Pre-draft measurables
| Height | Weight | Arm length | Hand span | Wingspan | 40-yard dash | 10-yard split | 20-yard split | 20-yard shuttle | Three-cone drill | Vertical jump | Broad jump | Bench press |
| 6 ft 3+5⁄8 in (1.92 m) | 255 lb (116 kg) | 34 in (0.86 m) | 10+7⁄8 in (0.28 m) | 6 ft 8+1⁄2 in (2.04 m) | 4.81 s | 1.57 s | 2.69 s | 4.35 s | 7.01 s | 35.0 in (0.89 m) | 9 ft 10 in (3.00 m) | 20 reps |
All values from Pro Day

===Minnesota Vikings===
After going unselected in the 2022 NFL draft, Vilain was signed as an undrafted free agent by the Minnesota Vikings. Kwity Paye, an All-Rookie defensive lineman with the Indianapolis Colts, who was roommates with Vilain at Michigan, said "I think the Vikings got a big steal getting him in free agency. He's just that type of player where I feel he didn't get his fair chance at Michigan, but he’s going to definitely maximize his opportunity and give the Vikings everything he has. He's an extremely gifted athlete." After having a solid training camp and impressing in preseason with a fumble return and interception, he made the Vikings' final roster. Vilain only appeared in three games for Minnesota in 2022, totaling four tackles. He was waived on August 29, 2023, and signed to the practice squad the next day.

===Carolina Panthers===
On October 24, 2023, Vilain was signed by the Carolina Panthers off the Vikings practice squad. He was placed on injured reserve on November 7.

On August 27, 2024, Vilain was waived by the Panthers.

===Cleveland Browns===
On September 11, 2024, Vilain was signed to the Cleveland Browns' practice squad, and released two weeks later.

===Dallas Cowboys===
On October 9, 2024, Vilain was signed to the Dallas Cowboys' practice squad.

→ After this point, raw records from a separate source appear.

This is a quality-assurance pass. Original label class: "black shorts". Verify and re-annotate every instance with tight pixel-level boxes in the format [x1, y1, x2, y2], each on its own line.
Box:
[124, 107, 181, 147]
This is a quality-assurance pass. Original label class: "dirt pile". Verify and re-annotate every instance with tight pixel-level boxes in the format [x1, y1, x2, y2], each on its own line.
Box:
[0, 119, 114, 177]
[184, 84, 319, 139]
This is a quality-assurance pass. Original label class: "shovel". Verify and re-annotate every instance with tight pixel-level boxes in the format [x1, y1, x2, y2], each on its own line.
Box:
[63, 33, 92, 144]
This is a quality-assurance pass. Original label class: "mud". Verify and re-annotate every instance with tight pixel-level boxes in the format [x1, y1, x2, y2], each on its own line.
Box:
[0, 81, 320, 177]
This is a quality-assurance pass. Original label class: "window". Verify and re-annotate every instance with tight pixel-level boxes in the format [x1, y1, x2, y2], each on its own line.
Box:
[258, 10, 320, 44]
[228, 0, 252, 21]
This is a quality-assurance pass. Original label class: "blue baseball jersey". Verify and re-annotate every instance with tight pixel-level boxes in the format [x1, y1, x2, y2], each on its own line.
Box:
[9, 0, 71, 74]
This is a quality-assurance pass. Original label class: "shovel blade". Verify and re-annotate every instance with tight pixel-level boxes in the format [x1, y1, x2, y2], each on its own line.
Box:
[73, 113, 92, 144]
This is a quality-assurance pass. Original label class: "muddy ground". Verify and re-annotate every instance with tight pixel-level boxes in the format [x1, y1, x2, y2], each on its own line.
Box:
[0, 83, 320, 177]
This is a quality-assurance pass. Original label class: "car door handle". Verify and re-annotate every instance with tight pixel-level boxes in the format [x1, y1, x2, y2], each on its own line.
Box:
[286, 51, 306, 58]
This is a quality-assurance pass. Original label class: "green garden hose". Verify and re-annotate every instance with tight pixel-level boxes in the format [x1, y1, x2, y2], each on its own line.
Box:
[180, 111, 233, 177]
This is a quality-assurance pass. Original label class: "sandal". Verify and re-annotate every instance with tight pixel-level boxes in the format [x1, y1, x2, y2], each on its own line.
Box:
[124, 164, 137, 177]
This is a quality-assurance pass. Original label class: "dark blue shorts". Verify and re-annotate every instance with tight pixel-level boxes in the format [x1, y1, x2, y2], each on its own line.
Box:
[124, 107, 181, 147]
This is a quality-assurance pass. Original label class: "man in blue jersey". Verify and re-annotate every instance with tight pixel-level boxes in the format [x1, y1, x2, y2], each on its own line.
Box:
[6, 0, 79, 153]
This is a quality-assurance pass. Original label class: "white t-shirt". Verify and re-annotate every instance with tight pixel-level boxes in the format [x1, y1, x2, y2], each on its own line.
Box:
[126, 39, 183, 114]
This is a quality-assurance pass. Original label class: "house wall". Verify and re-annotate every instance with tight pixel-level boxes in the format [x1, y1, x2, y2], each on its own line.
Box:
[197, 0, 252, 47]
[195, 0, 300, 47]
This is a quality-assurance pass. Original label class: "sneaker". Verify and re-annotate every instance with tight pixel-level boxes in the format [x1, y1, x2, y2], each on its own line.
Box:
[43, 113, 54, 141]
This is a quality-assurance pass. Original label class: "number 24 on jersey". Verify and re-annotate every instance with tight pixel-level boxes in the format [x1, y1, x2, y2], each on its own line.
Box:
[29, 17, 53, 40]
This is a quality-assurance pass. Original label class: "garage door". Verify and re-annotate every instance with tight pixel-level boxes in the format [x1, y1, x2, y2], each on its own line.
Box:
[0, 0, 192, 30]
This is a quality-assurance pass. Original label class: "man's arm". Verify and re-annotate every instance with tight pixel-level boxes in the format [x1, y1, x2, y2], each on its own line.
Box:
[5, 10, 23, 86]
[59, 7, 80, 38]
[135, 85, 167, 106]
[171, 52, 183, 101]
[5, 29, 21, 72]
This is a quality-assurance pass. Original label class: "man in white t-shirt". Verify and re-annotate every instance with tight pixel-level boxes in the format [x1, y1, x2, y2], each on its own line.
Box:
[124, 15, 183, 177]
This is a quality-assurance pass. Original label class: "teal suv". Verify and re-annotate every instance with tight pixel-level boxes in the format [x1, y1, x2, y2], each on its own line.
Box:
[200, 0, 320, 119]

He signed a reserve/future contract with Dallas on January 6, 2025. On July 22, Vilain was released by the Cowboys.

===Ottawa Redblacks===
On April 21, 2026, Vilain's CFL playing rights were traded from the Toronto Argonauts to the Ottawa Redblacks as he had cited a desire to play in his hometown. On April 27, the Redblacks announced that he had signed a three-year contract with the team.